Ale jak można pogodzić się z taką tragedią, która rozrywa ci serce na malutkie kawałeczki? 

Rozrywa ci serce,  rozrywa ci duszę, a całe twoje ciało zalewa bezradność. Głupie uczucie. Cholernie nieprzyjemne. Czując je uświadamiasz sobie, że tak naprawdę jesteś bezradny na to, co się dzieje. I możesz tylko patrzeć i zalewać się łzami. 

Sama chwila pożegnania Otisa nie była najgorsza. Widok zamykanej trumny też nie, choć bolał i to bardzo. Najgorsza była ta chwila, kiedy uświadomiłam sobie, że Otis zniknął z mojego życia bezpowrotnie. 

Nie mogłam pogodzić się ze śmiercią własnego przyjaciela. To po prostu było niemożliwe. 

Na pogrzebie pojawiło się dużo osób. Było dużo ludzi z naszego rocznika, z którymi razem chodziliśmy do szkoły. Okej, chciałam ich zobaczyć, chciałam porozmawiać z niektórymi osobami, bo przecież nie widziałam ich tak długo. Ale dlaczego musiałam robić to w takiej sytuacji? 

Starłam wierzchem dłoni krople łez, które spływały po moich policzkach i cicho zaciągnęłam nosem.
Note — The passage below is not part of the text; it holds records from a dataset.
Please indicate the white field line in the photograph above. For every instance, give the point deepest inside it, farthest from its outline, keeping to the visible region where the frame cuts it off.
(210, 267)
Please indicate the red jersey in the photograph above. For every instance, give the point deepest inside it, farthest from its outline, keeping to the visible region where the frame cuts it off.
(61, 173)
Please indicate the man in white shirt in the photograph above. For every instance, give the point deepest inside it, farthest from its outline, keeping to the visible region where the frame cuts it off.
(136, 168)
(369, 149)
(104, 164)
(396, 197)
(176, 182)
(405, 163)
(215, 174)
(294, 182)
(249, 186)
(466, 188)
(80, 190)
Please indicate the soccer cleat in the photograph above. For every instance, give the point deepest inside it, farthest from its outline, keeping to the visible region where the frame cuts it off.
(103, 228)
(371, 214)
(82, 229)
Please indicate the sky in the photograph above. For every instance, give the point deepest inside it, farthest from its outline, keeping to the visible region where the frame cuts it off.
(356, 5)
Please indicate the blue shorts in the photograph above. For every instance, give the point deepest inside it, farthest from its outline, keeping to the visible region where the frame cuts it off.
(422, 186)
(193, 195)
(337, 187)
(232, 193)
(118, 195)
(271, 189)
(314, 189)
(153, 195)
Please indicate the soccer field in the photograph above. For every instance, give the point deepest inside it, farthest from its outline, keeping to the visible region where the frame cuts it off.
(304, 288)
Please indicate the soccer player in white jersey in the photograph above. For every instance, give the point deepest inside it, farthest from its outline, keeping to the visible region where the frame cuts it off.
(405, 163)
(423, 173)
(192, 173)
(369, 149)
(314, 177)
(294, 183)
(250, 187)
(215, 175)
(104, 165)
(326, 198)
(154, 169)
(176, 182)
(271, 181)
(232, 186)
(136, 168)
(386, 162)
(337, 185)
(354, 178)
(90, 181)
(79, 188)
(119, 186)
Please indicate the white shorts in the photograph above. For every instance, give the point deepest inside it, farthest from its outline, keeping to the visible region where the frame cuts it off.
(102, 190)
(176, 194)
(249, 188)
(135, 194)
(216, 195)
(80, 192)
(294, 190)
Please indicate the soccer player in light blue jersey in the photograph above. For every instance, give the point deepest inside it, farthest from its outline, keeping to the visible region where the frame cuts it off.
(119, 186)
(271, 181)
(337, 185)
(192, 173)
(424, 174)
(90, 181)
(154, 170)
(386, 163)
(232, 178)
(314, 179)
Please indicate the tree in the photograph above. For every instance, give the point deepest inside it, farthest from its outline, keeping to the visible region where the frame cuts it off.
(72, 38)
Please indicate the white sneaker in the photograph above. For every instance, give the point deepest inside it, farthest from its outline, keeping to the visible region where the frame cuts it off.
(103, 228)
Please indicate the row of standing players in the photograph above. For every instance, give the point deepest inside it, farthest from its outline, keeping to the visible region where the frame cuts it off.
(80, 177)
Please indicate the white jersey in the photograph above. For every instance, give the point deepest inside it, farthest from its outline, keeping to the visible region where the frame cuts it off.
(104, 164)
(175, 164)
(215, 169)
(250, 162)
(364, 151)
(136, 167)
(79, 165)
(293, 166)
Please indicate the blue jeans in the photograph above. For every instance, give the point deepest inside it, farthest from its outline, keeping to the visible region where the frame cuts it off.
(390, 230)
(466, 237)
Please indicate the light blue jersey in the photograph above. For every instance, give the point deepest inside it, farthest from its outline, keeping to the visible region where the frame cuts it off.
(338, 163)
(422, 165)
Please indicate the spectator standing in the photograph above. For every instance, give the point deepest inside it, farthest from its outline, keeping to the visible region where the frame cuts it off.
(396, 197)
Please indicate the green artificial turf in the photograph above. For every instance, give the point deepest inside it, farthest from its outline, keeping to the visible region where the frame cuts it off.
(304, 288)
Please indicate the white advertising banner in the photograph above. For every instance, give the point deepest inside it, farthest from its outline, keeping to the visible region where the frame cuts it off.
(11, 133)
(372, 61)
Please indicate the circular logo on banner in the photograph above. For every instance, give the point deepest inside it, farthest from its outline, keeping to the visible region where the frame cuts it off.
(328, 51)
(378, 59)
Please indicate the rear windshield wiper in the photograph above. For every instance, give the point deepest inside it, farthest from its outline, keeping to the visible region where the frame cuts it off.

Mój wzrok padł na kobiecie, która stała na przeciwko mnie. 

Matka Otisa.

Blada skóra, prawie przezroczysta. Zapadnięte policzki, opuchnięte i zaczerwienione oczy, które wyrażały tyle bólu i smutku, że patrząc w nie aż zaciskał się żołądek. Kobieta nawet nie mrugała, wyglądała jakby była w transie. Ciągle szeptała coś do siebie, w dłoni ściskając z całej siły różaniec i chusteczkę. Nie reagowała na nic. Na dotyk swojego męża, który trzymał się o wiele lepiej niż ona. Na jakiekolwiek dźwięki, nawet słowa kapłana. Po prostu kiwając się lekko w przód i w tył, ruszając ustami i patrząc pusto w jeden punkt. Ona nawet nie mrugała. 

Zaraz obok niej stał jej mąż. Rodzina ta nie była zbyt bogata, właściwie ledwo co wiązali koniec z końcem. Ale zawsze zazdrościłam im tego, co mieli. Kochali się najbardziej na świecie i wskoczyliby za sobą w ogień. Co nie oznaczało, że u mnie w domu czegoś takiego nie było. 

- Czy ktoś chciałby zabrać głos? - spytał ksiądz, rozglądając się po tłumie. Przełknęłam głośno ślinę, spuszczając głowę. Czułam jak dłoń Mary mocniej zaciska się na mojej dłoni. 

- Jeśli mógłbym - usłyszałam głos ojca mojego przyjaciela. Odchrząknął nerwowo. Nie byłam w stanie unieść głowy. Bałam się kolejnego ataku paniki. A czułam, że w zaistniałem sytuacji jest on bardzo możliwy. 

Przez chwilę panowała cisza. Dzwony kościelne ucichły, które nieprzerwanie biły od piętnastu minut. Słychać było tylko ciche zaciągania nosem i szlochania oraz modlitwy wznoszone do Boga.